6098 sayılı Türk Borçlar Kanunu’nun 425’inci maddesinin üçüncü fıkrasına göre; “ Hizmet sözleşmesinin herhangi bir sebeple sona ermesi hâlinde, işçinin hak kazanıp da kullanamadığı yıllık izin sürelerine ait ücreti, sözleşmenin sona erdiği tarihteki ücreti üzerinden kendisine veya hak sahiplerine ödenir. Bu ücrete ilişkin zamanaşımı, hizmet sözleşmesinin sona erdiği tarihte işlemeye başlar.”

3. 7036 Sayılı Kanunla Yapılan Düzenlemeler

7036 sayılı Kanunla 4857 sayılı Kanuna eklenen Ek Madde 3 ve Geçici Madde 8’e göre;

“ İş sözleşmesinden kaynaklanmak kaydıyla hangi kanuna tabi olursa olsun, yıllık izin ücreti ve aşağıda belirtilen tazminatların zamanaşımı süresi beş yıldır.

a) Kıdem tazminatı.

b) İş sözleşmesinin bildirim şartına uyulmaksızın feshinden kaynaklanan tazminat.

c) Kötüniyet tazminatı.

d) İş sözleşmesinin eşit davranma ilkesine uyulmaksızın feshinden kaynaklanan tazminat”.

“ Ek 3 üncü madde, bu maddenin yürürlüğe girdiği tarihten sonra sona eren iş sözleşmelerinden kaynaklanan yıllık izin ücreti ve tazminatlar hakkında uygulanır.

Ek 3 üncü maddede belirtilen yıllık izin ücreti ve tazminatlar için bu maddenin yürürlüğe girmesinden önce işlemeye başlamış bulunan zamanaşımı süreleri, değişiklikten önceki hükümlere tabi olmaya devam eder. Ancak, zamanaşımı süresinin henüz dolmamış kısmı, ek 3 üncü maddede öngörülen süreden uzun ise, ek 3 üncü maddede öngörülen sürenin geçmesiyle zamanaşımı süresi dolmuş olur.”
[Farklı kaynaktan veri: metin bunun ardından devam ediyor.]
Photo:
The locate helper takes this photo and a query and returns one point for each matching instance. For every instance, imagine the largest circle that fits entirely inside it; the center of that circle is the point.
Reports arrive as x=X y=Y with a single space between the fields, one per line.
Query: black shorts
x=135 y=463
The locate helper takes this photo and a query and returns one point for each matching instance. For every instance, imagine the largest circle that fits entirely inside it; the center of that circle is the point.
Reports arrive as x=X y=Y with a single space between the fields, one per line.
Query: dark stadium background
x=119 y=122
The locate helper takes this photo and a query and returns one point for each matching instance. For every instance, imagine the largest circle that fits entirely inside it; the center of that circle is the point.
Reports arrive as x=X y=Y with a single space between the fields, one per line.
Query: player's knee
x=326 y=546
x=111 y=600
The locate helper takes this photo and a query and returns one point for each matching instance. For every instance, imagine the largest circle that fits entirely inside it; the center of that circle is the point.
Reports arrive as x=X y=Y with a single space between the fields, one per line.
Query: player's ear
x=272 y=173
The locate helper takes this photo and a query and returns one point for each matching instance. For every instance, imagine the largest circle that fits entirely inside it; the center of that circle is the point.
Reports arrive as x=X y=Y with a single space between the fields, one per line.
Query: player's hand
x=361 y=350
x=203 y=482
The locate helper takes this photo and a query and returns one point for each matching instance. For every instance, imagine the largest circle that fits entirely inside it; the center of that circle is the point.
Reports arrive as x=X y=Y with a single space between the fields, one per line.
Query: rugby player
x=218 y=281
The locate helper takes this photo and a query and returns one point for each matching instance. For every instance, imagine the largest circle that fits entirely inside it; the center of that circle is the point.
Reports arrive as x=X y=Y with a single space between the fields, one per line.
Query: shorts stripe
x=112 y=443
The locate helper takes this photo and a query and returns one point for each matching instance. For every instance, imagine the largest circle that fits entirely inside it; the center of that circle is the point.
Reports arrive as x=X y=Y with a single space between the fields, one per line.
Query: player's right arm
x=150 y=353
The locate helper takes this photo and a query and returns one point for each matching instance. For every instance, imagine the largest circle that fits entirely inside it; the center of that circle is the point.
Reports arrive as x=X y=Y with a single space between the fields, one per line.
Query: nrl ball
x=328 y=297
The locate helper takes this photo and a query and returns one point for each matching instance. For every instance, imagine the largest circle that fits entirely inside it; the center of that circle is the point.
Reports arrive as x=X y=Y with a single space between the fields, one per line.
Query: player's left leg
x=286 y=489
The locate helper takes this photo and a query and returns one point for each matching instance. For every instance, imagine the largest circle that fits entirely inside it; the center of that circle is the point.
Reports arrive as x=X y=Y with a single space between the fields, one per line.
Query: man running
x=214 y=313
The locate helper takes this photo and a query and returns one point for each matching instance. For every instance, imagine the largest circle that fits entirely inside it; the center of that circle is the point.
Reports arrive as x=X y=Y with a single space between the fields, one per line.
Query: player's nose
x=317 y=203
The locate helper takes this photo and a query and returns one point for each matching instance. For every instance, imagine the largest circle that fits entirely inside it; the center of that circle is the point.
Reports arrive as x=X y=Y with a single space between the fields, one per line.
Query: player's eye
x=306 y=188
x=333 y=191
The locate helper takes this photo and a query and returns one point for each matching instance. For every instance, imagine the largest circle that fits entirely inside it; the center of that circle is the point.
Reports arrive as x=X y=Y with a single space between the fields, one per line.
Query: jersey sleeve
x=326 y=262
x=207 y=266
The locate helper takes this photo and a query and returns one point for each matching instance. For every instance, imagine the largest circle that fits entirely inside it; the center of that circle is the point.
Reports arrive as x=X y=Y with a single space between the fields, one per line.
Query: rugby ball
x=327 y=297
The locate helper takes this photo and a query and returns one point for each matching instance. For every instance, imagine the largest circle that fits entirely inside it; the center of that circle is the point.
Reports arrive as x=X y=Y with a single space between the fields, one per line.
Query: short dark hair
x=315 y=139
Bu düzenlemeye göre; iş sözleşmesinden kaynaklanmak kaydıyla hangi kanuna tabi olursa olsun aşağıda belirtilen ücret ve tazminatlarda zamanaşımı süresi 5 yıldır.

- Yıllık izin ücreti,

- Kıdem tazminatı (önceden 10 yıl idi),

- İş sözleşmesinin bildirim şartına uyulmaksızın feshinden kaynaklanan tazminat (önceden 10 yıl idi) ,

- Kötü niyet tazminatı (önceden 10 yıl idi),

- İş sözleşmesinin eşit davranma ilkesine uyulmaksızın feshinden kaynaklanan tazminat (önceden 10 yıl idi).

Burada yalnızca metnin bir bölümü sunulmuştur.